Thanks, @garachen. I found the docs for COD. Obviously, this isn't the only operational risk implicit in grabbing Q, but it's perhaps the most salient as helplessly watching a disconnect scenario unfold and run through your limits could quickly become a several 100K misadventure.Most exchanges do cancel on disconnect. There's some safety functionality when using the mass quote message on futures options. Not intuitive how to configure but if you read the docs closely you can figure it out. I wish they had it for futures.
CME
Any thoughts on how to mitigate the multi price level adverse selection risk? Or is that just the nature of the beast when it comes to MM? I couldn't think of anyway to prevent it from happening other than observing VPIN and stuff like that. I've read a lot of stuff questioning how well you can actually predict toxicity though. I suppose it's somewhat on me to implement it myself and "learn by doing" as I can test this with historical data. Even with a prediction of toxicity, to some extent, asymmetric information is just asymmetric information. How could observing the state of the book and time & sales tell you if some really large player instantaneously becomes willing to tolerate some market impact because they know something you don't--it really just can't. Fortunately, looking at my data, this scenario appears rather rare depending on the magnitude of market impact you're considering, but it could be really painful if you have size in the first two price levels.
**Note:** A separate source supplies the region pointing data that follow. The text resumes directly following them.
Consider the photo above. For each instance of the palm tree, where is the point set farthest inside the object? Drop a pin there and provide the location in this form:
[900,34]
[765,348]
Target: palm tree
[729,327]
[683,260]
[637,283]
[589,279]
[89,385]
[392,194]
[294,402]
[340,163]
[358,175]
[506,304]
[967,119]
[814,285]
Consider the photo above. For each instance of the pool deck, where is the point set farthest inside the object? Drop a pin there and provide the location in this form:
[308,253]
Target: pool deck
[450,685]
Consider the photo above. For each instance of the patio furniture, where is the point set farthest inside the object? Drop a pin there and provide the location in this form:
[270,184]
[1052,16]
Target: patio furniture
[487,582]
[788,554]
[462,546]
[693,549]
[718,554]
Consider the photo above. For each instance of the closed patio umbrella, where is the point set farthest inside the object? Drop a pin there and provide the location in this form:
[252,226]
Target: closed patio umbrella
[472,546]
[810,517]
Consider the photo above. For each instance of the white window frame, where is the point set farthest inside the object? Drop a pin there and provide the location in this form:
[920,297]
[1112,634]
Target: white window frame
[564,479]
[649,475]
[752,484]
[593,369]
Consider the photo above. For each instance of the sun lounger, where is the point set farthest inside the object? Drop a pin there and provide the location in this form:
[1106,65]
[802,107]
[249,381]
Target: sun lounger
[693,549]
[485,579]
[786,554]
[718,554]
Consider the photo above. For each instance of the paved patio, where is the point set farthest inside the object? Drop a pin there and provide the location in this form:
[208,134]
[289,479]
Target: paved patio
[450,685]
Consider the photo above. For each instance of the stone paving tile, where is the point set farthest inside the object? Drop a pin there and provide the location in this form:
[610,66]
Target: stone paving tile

Also, it's not something I've ever seen publicly discussed, so no worries if you don't want to break ground here, but there's gotta be some strategy to grabbing Q. For one, you the have the aforementioned adverse selection risk where either a big order sweeps several levels or you have sustained flow that functions like a big order because you can't cancel fast enough. Secondly, you have the Efficient Messaging Ratios to uphold (well I'm not sure if you do--one option market maker I interviewed with didn't seem to know what I was talking about, my guess because of some DMM agreement). So these risks make me feel intuitively like you're gonna want to space your quotes out by a couple price levels or at least have a couple hundred contracts behind you in the queue before you join at the next level. That being said, maybe there's a flip side of that coin. Maybe you have some kind of DMM mandate that makes you need to quote in a certain fashion (let's ignore that for discussion's sake unless it's actually a big deal) or maybe your strategy relies on some short term forecast that loses information content over time, so you want to squeeze many contracts in short term (without showing your hand) because your signal is active. I can think of other possible reasons, but I'll spare you my babbling.
By the way, I've kinda shelved the straight up quoting-both-sides MM approach in favor of more of a scalping type of deal that still relies on queue position because:
a) I can't see how I'll ever have the speed to get good queue position on the freshly created price level when a change in midprice occurs. I can do okay on my layered orders on levels 4-10 on a lot of products, but I'm screwed in "if you ain't first, you're last" scenarios like this.
b) I'm too slow to cancel if it appears that I'm one of the last guys offering on a side that's about to get taken out. Obviously, I'd only want to cancel if I hadn't been filled on the other side yet.
c) biggest issue: using a limit on both sides invalidates my backtest in a lot of ways (since I can't really afford to test things live, this matters). For example, suppose I know my max queue position for obvious reasons, I.e. FIFO. The max queue position worst case scenario only guarantees my limit is filled if the market trades through my queue position. If everyone cancels in front of me (we've talked about this privately), I could get filled without even knowing in a backtest and prices could move away from me. I can only guarantee a profit if price trades through my order on both sides, else there's uncertainty or at least assumptions made about the distribution of cancellations. With the scalping approach, I only attempt to exit for a profit with a resting limit (enter with marketable limit) so my worst case is really my worst case.
I know I always bombard you with long, not-so-lucid emails and ET replies. Thanks as always for your time and expertise, as well as the accidental mentorship your old posts provide. If this is any indication that I've been studying your old content, I'm sure you killed it on CL vol recently. Congrats. Let me know if I'm unclear on anything I've discussed above. I often find reading about HFT strategies and multiple price levels and stuff like that a bit confusing the first time through, and I'm sure I'm not always the best at explaining my ideas. Sincere thanks.